Things took a late-week turn for the better, with fair fishing and perfect weather in the Santa Rosalia fishing area.
Santa Rosalia had just beautiful calm seas the whole week, with still high temperatures, but low humidity. Air temperatures were in the mid 70s during the morning hours, with 90s during the daylight hours. There was little to no wind present, from the northwest and flat seas. Water temperatures are still very hot at 84-86 degrees at Santa Rosalia, with visibility around inshore and San Marcos island at 20-30 feet with greenish in color, offshore visibility 40-60 feet and blue.
With Autumn upon us, people are already starting to return to the Santa Rosalia area. Part time residents Jim and Marika Anderson, as well Bill and Julie Westendorff, and even the lagoon side crew of Wink, Uncle Bob and their wives, have retuned for the fall and winter season. It's great to have some people back on the fishing water around here. It's been kind of lonely these last few months and in the next few weeks more part timers will be showing up.
I even had a sportfishing charter this week, the first one in some time.
Before I took my charter, I did fish on my birthday Sept. 20th. Not going with my regular bait making plan of making going 5 extra miles to the Santa Rosalia marina for bait, I decided to try the San Lucas cove area.
The time spent running around to different spots looking for bait and NOT getting them was a total bust and it would have made all the difference going an extra 5 miles and catch all the bait you'd ever need without moving and before it even gets light out, putting you on the fishing grounds before sunrise.

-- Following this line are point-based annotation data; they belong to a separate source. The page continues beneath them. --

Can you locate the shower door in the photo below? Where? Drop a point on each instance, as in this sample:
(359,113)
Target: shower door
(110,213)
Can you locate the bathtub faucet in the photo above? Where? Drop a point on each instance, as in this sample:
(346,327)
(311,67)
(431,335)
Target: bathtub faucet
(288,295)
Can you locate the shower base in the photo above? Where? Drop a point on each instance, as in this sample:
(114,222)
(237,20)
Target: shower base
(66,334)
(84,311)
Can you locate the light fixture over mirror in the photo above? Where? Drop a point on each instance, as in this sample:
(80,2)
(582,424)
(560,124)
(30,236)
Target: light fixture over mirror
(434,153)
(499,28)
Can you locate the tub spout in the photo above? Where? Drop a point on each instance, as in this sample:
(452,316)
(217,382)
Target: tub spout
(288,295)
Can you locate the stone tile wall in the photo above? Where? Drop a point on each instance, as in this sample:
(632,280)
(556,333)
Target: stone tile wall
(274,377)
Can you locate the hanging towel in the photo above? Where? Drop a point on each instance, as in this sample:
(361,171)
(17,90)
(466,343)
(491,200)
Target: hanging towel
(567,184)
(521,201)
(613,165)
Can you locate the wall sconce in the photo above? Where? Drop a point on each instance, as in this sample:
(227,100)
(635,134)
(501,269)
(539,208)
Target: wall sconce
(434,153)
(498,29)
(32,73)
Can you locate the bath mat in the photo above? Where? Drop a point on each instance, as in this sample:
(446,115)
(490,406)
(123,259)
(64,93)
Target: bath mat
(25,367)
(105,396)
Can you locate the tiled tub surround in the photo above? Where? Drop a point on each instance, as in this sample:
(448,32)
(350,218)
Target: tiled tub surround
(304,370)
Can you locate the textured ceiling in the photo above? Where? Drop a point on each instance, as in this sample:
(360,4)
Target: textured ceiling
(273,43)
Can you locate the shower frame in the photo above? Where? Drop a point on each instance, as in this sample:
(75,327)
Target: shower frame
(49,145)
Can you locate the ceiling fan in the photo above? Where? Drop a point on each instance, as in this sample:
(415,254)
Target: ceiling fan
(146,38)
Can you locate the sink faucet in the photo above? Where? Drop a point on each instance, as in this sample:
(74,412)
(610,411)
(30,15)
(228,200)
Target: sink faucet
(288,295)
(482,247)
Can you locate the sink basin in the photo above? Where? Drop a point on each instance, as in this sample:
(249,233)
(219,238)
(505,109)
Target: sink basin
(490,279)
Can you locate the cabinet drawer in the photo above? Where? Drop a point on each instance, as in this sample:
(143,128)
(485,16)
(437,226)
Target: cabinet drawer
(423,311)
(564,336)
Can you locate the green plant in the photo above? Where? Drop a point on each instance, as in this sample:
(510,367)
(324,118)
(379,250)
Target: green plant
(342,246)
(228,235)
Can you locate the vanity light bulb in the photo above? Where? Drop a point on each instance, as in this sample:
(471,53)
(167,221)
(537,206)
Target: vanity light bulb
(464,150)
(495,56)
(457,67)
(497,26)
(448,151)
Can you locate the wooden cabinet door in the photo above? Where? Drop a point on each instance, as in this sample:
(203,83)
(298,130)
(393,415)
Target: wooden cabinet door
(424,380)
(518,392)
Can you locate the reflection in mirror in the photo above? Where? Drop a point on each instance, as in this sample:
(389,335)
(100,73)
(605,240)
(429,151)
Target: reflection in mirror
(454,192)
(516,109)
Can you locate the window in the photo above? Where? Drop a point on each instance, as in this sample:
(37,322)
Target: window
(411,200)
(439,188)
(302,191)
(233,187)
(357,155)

Never again! It was kind of hard to figure out whether or not any fish were on the bajos. With only 3 baits in the tank and with no iron strikes I will never know.
But yesterday I fished with George and Carol Wade of Orange, Calif. We started with a 5:00 pickup at the trailer park and, yes, made the run up to Santa Rosalia marina entrance for bait. We made 30 pieces in about 20 minutes.
Still dark, we ran for Tortuga island and got there just a little after sunrise.
The rule of thumb is when you are on the fishing grounds at this time it assures one of not missing any early bites. The first plan of the fishing morning was to try and catch some dinner fish and then later in the morning take advantage of all the sailfish that I saw out there last week.
We made few drops at known grouper and yellowtail spots and picked up two really nice sawtail grouper of 17-25 plus pounds! There's dinner in the box.
No yellows seemed to be around, so with the arrival of Wild Bill and Julie along with the Moosea boat of Jim and Marika which was already slow trolling live bigeyes for sails, we decided to follow suit.
It took about 15 minutes and had a double take, hooking one sail and missing the other! The hooked fish was battled to boat side and released in great shape by Carol Wade.
Back on the slow troll, another 15 minutes go by, and both rods go off. The sailfish are in abundance out there with about a 5 fish an hour ratio. Hard to beat that. We fished about 2 hours with three released fish, some missed strikes and few jumped off.
After that we decided to troll a few miles off the island for a chance of dorado on small jet heads and we picked up a few small eaters and released a few too.
All in all a good day of fishing and with the Santa Rosalia fishing season changing fast, things will only get better. Yellowtail should be coming soon.
I will be making a special long range trip to the remote Isla San Pedro Martir in the following weeks, most likely during early October and I will inform.